All our filers do NFS using UDP. If i turn the nfs.tcp.enable option to on, does it *add* that capability, or does it do it one way or the other?
Thanks, Graham
* Graham Knight (grahamk@ast.lmco.com) done spit this rhetoric:
All our filers do NFS using UDP. If i turn the nfs.tcp.enable option to on, does it *add* that capability, or does it do it one way or the other?
It adds the capability. The filer can do any combination of NFSV2/3 and UDP/TCP at the same time. Beware the clients, however, since most will default to TCP if you don't explicitly use UDP. UDP is generally faster than TCP, due to TCP's increased overhead.
It created a complete havoc for our site when we were with tcp (apps hangups etc.)
Eyal/Motorola.
Jerry Talkington wrote:
- Graham Knight (grahamk@ast.lmco.com) done spit this rhetoric:
All our filers do NFS using UDP. If i turn the nfs.tcp.enable option to on, does it *add* that capability, or does it do it one way or the other?

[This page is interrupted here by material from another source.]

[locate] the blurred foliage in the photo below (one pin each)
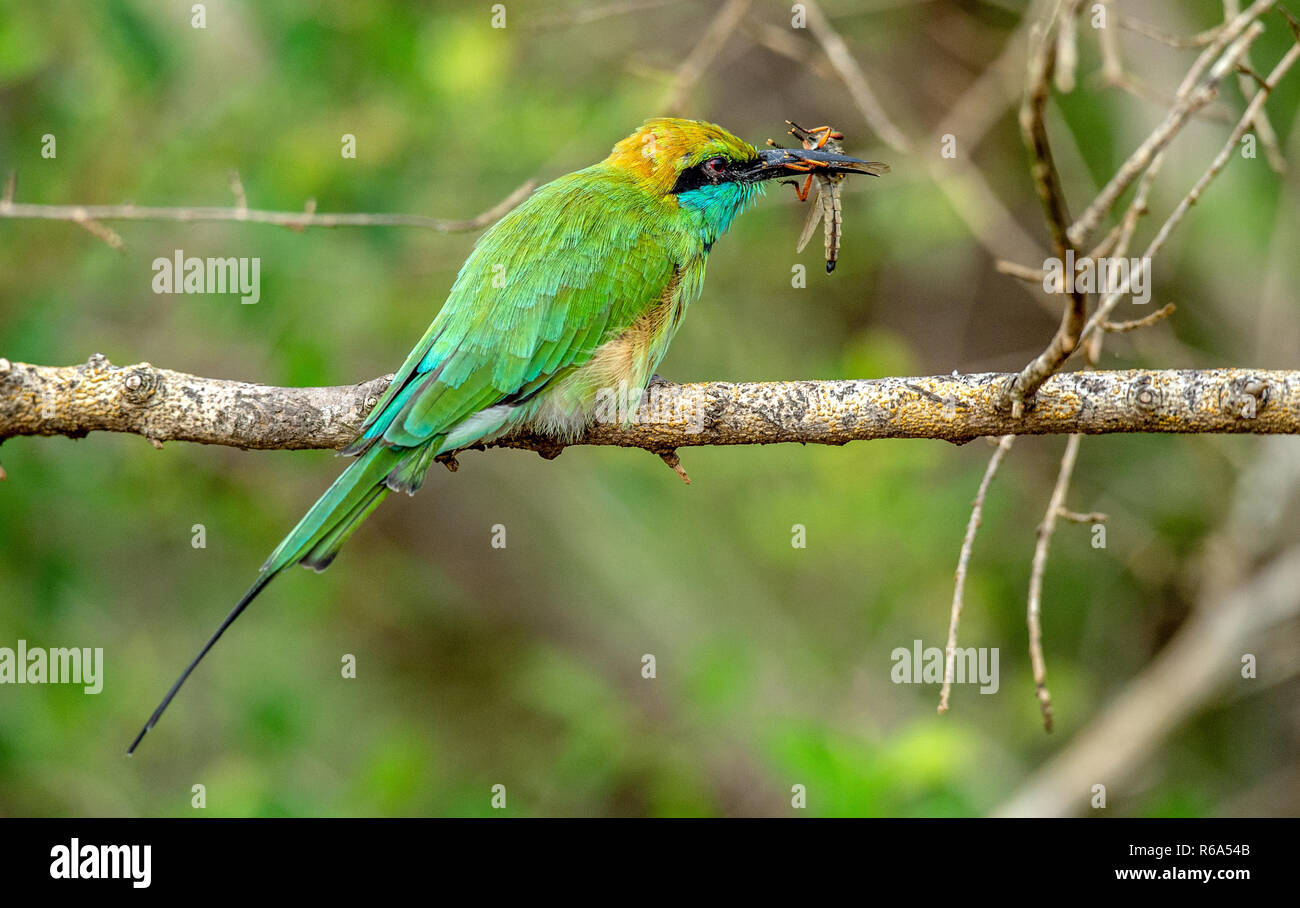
(523, 665)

It adds the capability. The filer can do any combination of NFSV2/3 and UDP/TCP at the same time. Beware the clients, however, since most will default to TCP if you don't explicitly use UDP. UDP is generally faster than TCP, due to TCP's increased overhead.
-- Jerry Talkington NetCache Escalation Engineer Network Appliance, Inc.
integration, n. 1: The act of combining various system elements so that they can crash concurrently.